Betriebliche Altersvorsorge versus Aktienfondssparen

von
Petra

Sehr geehrte Damen und Herrren,

ich wollte eine Betriebliche Altersversorgung abschließen, welche bei uns in der Firma angeboten wird, Stichwort: Allianz Pensionskasse.

Nachdem ich hier im Forum ein bisschen herumgelesen habe, bin ich unsicher geworden.

Warum ist bspw. Aktienfondssparen rentabler, schließlich wird meine Sparrate von nicht ganz 200 Euro vom Bruttogehalt vor Steuer, Sozialversicherungsabgaben etc. abgezogen, d.h. ich spare mir fast 50 % Abgaben, die ich mit Aktienfondssparen erst mal reinholen müsste ?

Mit freundlichen Grüßen

Petra

von
Vorsicht

Ein konkreter Produktvergleich ist hier nicht möglich.
Reines Aktienfondsparen ohne Sicherheit verspricht mehr Gewinn, birgt aber demgegenüber auch mehr Risiko.
Sicherheit der Anlageform sollte jedoch bei Altersvorsorge groß geschrieben werden.

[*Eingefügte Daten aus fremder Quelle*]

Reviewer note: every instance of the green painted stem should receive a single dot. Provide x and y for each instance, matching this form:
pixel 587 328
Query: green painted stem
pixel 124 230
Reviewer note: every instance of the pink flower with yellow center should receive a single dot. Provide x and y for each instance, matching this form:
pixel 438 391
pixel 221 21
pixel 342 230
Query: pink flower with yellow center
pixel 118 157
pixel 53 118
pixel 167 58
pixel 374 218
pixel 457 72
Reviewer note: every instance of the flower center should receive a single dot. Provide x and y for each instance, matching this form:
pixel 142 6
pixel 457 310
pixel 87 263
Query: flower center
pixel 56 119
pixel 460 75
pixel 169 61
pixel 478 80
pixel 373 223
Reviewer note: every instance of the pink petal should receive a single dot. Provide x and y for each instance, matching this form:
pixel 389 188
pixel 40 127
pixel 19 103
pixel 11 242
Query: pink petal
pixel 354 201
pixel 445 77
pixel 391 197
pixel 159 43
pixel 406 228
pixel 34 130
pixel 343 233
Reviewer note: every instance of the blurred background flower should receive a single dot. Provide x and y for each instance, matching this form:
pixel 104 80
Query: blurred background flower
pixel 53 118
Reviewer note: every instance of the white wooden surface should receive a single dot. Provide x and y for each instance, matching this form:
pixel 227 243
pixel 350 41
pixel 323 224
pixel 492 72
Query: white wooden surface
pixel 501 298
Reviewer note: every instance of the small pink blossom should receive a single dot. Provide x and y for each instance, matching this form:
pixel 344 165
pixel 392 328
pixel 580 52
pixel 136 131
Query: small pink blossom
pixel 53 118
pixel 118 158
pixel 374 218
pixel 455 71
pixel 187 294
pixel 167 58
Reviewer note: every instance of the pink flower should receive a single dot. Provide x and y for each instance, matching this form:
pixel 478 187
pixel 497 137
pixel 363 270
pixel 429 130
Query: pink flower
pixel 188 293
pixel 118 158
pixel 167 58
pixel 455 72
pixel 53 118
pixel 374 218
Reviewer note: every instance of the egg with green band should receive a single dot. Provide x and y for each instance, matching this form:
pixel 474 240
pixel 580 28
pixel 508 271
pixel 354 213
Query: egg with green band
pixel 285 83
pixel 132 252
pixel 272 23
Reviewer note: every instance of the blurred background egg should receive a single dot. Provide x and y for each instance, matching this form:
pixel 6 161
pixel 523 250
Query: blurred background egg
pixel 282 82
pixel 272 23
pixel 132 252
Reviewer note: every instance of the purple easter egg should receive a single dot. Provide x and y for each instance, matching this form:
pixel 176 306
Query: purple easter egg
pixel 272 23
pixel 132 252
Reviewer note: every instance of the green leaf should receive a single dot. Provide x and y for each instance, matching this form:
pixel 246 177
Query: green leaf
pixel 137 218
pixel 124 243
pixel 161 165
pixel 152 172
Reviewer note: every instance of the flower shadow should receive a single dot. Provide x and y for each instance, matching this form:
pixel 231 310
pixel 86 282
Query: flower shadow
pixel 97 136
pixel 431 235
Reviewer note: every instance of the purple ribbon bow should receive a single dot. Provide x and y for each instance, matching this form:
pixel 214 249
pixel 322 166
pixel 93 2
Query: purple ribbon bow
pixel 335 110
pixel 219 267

Als ein wesentlicher Nachteil der betrieblichen Altersvorsorge ist - bei bestehender Krankenversicherungspflicht auch im Alter - aber auf jeden Fall zu nennen,daß die daraus entstehende sog.Betriebsrente voll mit Kranken-und Pflegeversicherungsbeiträgen (z.Zt. ca. 17-18%) belastet wird, was bei der priv. Altersvorsorge nicht der Fall wäre.(derzeitige Rechtslage!!!)
Lt. Finanztest ist die betriebl.AV meist nur dann sinnvoll im Verhältnis zu priv.Vorsorgeformen, wenn vom Arbeitgeber mitfinanziert.
Erkundigen Sie sich vor Abschluss noch über die Möglichkeiten der geförderten priv.Altersvorsorge (z.B. Riesterrente). Hier wäre auch Aktienfondsparen möglich, allerdings mit Garantie auf die durch Sie und den Staat (Zulagen) eingezahlten Beträge.

MfG

von
Rainer

Mein Arbeigeber hatte für mich eine Direktversicherung abgeschlossen. Aus betrieblichen Gründer wurde mir gekündigt, ich konnte die Versicherung aber mitnehmen, muste sie aber als Lebensversicherung weiterführen. Die Versicherung forderte bei Fälligkeit meine Krankenkassendaten an. Daraufhin teilte mir die Kasse mit, daß sie Beiträge auf die Gesamthöhe der Ablaufleistung erheben werde. Die Ablaufleistung beruht zu ca. 50 % aus Einzahlungen während meiner Dienstzeit, die andere Hälfte sind Beträge die ich als Eigenleistung einbezahlt habe. Diese Fakten sind der Kasse wohl bekannt.
Trotzdem erhebt sie Beitragsansprüche auf die gesamte Ablaufleistung.
Meine Frage: Ist das Vorgehen der Kasse rechtens?. Wenn Ja, wozu sorgt man für sei Alter eigentlich vor.
MfG , Rainer
r

von
Amadé

Sollten Sie Mitglied in einer Gesetzlichen Krankenversicherung sein und der Arbeitgeber nicht wenigstens 75% des Beitrags zur BAV tragen, sollten Sie die Finger von dieser Anlageform lassen. Auch sollten Sie sich SEHR SORGFÄLTIG nach den Verwaltungskosten erkundigen, die auch bei der BAV sehr hoch sein können. Auf das folgendes Urteil wird insoweit hingewiesen:

http://www.ihre-vorsorge.de/Expertenforum-Thema.html?id=76655&dekade=1

Die ganze Tragweite der "Zillmerung" wird hier beleuchtet, lesen Sie dazu den link der VBL = Versorgungsanstalt des Bundes und der Länder:

http://www.vbl.de/sfs?t=/contentManager/onStory&e=UTF-8&i=1113979957474&l=1&ParentID=1109945795292&StoryID=1177565416546&highlight=1&keys=Zillmerung&lang=1&active=no

Beachten Sie bei der Problematik, dass die Experten zu der obengenannten Problematik immer noch nach einer Antwort suchen.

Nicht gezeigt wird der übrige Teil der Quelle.